Y aquí entran la selección y el cruce de los perros más mansos y dóciles. Concretamente, seleccionando a los que aprendieron que colaborar con humanos era más beneficioso que competir con ellos. Por ejemplo, por:

  • menor esfuerzo para alimentarse (ayudaban en la caza, el pastoreo y la protección)
  • menos riesgo en la caza

Si quieres saber más sobre las diferencias entre lobos y perros, échale un ojo a este artículo.

A partir de ahí, empieza otro proceso de selección artificial, más avanzado, para crear variedades especializadas en una función:

  • Guarda: para proteger animales y espacios
  • Rebaño: para desplazar animales
  • Caza: para ayudar en la caza
  • Perros pequeños: para cazar pequeños animales, avisar y compañía.

 

Evolución y domesticación de los perros

Stephen Bowler. https://www.flickr.com/photos/50826080@N00/

Descifrando el genoma canino

Hoy, parece una obviedad que la simbiosis entre perros y humanos ha tenido un serio impacto en el desarrollo de las características del perro, y que lo han distinguido del lobo.
El estudio en cuestión ha encontrado una diferencia en el gen IFT88, relacionado con un cráneo y unas mandíbulas más pequeñas. Un gen que apenas aparece en el genoma de los lobos de más de 40 000 años, y que está presente en la gran mayoría de los lobos y perros de menos de 30 000 años.

Eso significa que durante esos 10 000 años debió producirse el cambio que convirtió a los lobos más dóciles en perros, y que dejó a los lobos menos dóciles en estado salvaje. Los perros desarrollarían así una inteligencia social diferente que, mantenida en el tiempo, los ha convertido en lo que son ahora.

 

El experimento de Beliáyev

Sin embargo, esto no lo explica del todo, como parece demostrar el experimento del ruso Dmitri Beliáyev. Iniciado en los años 50, el experimento consistía en reproducir con zorros el método de seleccionar a los perros más mansos, y observar los cambios genéticos en las nuevas generaciones.

Después de 10 generaciones, los zorros ya presentaban cambios físicos y conductuales. Fisiológicamente, observaron manchas y cambios de color en el pelaje, un oído más débil, y un cambio en el arqueo de la cola. Además, los zorros mostraban niveles de adrenalina menores, cosa que explica los cambios de comportamiento: algunos incluso movían la cola o lamían manos para demostrar su afecto a los humanos, e incluso lloraban con su ausencia.

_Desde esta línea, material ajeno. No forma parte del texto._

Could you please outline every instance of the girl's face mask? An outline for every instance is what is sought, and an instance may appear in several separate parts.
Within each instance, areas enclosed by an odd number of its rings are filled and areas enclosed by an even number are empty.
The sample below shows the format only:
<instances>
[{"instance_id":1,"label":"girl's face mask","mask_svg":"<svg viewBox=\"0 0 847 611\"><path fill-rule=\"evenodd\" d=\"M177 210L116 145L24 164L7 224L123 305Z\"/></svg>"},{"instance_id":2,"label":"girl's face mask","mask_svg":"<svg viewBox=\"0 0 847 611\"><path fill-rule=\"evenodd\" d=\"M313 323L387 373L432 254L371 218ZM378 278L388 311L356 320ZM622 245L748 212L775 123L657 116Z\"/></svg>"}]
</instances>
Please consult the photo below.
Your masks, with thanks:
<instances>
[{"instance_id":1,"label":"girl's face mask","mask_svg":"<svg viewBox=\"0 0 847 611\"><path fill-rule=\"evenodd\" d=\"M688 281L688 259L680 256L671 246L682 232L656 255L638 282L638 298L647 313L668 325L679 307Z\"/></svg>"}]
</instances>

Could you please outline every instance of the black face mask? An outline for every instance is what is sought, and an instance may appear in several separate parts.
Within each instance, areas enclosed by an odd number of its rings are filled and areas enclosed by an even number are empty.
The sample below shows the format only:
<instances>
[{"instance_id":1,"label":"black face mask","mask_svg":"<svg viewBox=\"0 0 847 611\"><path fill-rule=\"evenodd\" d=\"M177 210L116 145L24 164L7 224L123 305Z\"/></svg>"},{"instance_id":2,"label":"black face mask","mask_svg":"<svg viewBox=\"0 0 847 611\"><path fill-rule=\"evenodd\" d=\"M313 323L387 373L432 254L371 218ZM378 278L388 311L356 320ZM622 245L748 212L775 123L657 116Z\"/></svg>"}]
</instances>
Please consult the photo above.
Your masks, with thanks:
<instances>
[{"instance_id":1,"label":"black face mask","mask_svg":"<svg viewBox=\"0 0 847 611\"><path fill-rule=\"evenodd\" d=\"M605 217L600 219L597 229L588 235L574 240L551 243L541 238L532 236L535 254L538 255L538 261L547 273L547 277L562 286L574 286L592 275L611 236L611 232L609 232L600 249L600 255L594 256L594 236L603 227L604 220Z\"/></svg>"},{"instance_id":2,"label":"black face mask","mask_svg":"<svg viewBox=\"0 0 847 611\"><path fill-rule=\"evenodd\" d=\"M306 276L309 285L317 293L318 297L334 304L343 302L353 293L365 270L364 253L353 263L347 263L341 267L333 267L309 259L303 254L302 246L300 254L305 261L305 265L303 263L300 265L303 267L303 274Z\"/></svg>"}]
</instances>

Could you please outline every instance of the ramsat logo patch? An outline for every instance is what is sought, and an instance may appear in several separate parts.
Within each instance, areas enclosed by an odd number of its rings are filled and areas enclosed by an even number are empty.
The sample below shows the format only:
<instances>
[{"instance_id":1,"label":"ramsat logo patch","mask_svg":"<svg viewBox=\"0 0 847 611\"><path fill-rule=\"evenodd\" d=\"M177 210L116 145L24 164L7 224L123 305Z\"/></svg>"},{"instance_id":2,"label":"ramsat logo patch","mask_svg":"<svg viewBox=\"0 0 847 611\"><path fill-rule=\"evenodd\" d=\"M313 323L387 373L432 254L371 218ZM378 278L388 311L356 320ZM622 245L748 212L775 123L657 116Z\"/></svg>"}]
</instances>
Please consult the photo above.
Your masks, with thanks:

El experimento continúa a día de hoy. Nos ha permitido acelerar la observación de los cambios genéticos, y nos está ofreciendo información muy valiosa sobre la domesticación de los perros, y sobre la mismísima evolución. No te pierdas este vídeo que lo explica muy bien.

El contexto geológico

Si tenemos en cuenta que el primer registro fósil de un perro que convivía con humanos data de hace 14 000 años, debemos considerar también el contexto geológico.
Para entonces, la Tierra estaba en la fase final de la última glaciación: la que define el paso del Pleistoceno al Holoceno hace, también, unos 15 000 años. Esa glaciación cubrió de hielo gran parte del hemisferio norte, incluyendo el Estrecho de Bering, Escandinavia, o incluso el Canal de La Mancha, permitiendo que diversas especies migraran por zonas por las que hoy sería imposible.

Aquí es donde toma sentido este mapa, que muestra las regiones donde se halló los fósiles estudiados, desde un ángulo poco frecuente: el del polo norte.

 

Domesticación de los perros

¿Qué significa este hallazgo?

Lo que esta secuenciación demuestra, sin lugar a duda, es que ni lobos ni perros estuvieron cerca de la extinción, como muchas otras especies a lo largo de las distintas etapas del Pleistoceno tardío (de los últimos 130 000 años a los últimos 10 000). En parte, por seguir contando con el doble pelaje propio de los lobos, y en parte, por su integración con nosotros.

Las especies que desaparecieron lo hicieron principalmente por la desaparición de su fuente de alimentos, por un aislamiento provocado por el derretimiento del hielo, o por encontrar nuevos depredadores en su camino evolutivo.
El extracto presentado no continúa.